Plans should identify key operational and emergency response procedures

Safety plan drafters will need to map out various operational and emergency response procedures, as well as the process for verifying that inspection, testing and maintenance of key systems is occurring. Plans should cover: safe shutdown and start-up of the energy storage system; communications, training and drills for on-site personnel, other building occupants and emergency responders; and key contacts, such as service contractors for critical equipment and systems. Attention should also be paid to potential repercussions for the surrounding area and wider community.

“Make sure that staff and occupants know what to do in the event of a fire, in the event they smell smoke or they smell something off with what’s going on in the battery room,” O’Connor said. “Your personnel needs to be able to figure out, not only how to notify the fire department, but when to notify the fire department.”

Likewise, arriving firefighters should know in advance that there are energy storage units on site, and be quickly directed to the mechanisms that will disconnect all electrical charges.

“Don’t be afraid to bring your local authorities in for training, to show them,” suggested Holly Burgess, one of the NFPA’s emergency planning specialists. “Make sure that they understand where to go and what the hazards are.”
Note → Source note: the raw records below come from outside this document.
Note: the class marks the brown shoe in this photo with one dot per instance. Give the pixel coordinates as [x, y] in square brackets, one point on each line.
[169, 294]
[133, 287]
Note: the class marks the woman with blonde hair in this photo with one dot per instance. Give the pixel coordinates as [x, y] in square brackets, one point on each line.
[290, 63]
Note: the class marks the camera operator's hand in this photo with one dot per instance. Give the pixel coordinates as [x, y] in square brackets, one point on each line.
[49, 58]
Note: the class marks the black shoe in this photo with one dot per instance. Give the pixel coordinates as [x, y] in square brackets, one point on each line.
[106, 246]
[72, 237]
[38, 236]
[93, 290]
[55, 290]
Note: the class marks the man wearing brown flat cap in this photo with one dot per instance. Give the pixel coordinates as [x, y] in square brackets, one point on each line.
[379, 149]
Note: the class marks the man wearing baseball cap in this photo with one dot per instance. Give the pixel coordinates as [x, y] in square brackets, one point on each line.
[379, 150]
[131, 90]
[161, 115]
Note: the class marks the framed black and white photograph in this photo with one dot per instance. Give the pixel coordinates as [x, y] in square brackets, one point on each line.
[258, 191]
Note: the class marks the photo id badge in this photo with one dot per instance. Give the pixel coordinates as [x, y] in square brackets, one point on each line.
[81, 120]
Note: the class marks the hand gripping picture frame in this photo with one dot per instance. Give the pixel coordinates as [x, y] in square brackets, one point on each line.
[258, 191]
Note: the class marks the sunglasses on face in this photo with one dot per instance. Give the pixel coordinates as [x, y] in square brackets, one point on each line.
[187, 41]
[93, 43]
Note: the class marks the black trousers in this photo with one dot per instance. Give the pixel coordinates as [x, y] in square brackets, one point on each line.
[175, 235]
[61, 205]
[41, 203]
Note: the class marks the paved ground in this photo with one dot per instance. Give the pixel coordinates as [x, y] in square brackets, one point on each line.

Solar photovoltaic arrays can be one of those lurking hazards if that’s the power source for the energy storage. Dean Austin, a senior electrical specialist with the NFPA, explained that installed PV panels are effectively “live” whenever there is sufficient light. Thus, NFPA guidance calls for a single-switch shutoff for all solar PV arrays mounted on a building.

“It has been documented that some of the emergency lights on fire trucks, used for illumination at night, will turn on the solar panels and begin producing energy,” Austin reported. “The disconnect has to be able to isolate the energy storage system from all other wiring.”

Additionally, qualified technicians are a fire safety imperative at every stage of an energy storage facility’s life cycle from installation to decommissioning. Beyond being a licensed electrician, NFPA guidance defines this as having knowledge of and experience with specific types of equipment and systems. That includes required technical skills along with the ability to assess and mitigate hazards, which may involve getting training from the manufacturers of those products.

“I have been a master electrician for 30 years. I’ve done a lot of work myself and I can tell you that I am not qualified to go into a medium voltage application and start doing electrical work in there,” advised Corey Hannahs, another of NFPA’s senior electrical specialists. “So this qualified person requirement is a big part of knowing what the problems could be.”

A poll of webinar participants found most are still at earlier stages of the learning curve, with 51 per cent of respondents indicating that they need a lot more training before implementing an energy storage system in their facilities and just 3 per cent stating they believe they are sufficiently knowledgeable. O’Connor promotes the NFPA standard as a tool for quantifying the risks, identifying gaps and moving forward.

“Decommissioning without failure (at the end of the facility’s life cycle), that’s what we’re all hoping for, but, if there is some kind of failure, we don’t want to have to figure it out on the spot,” he submitted. “We want to make sure that we’ve thought about this earlier and we have a plan in place, so that the failure and whatever damage might be done is limited.”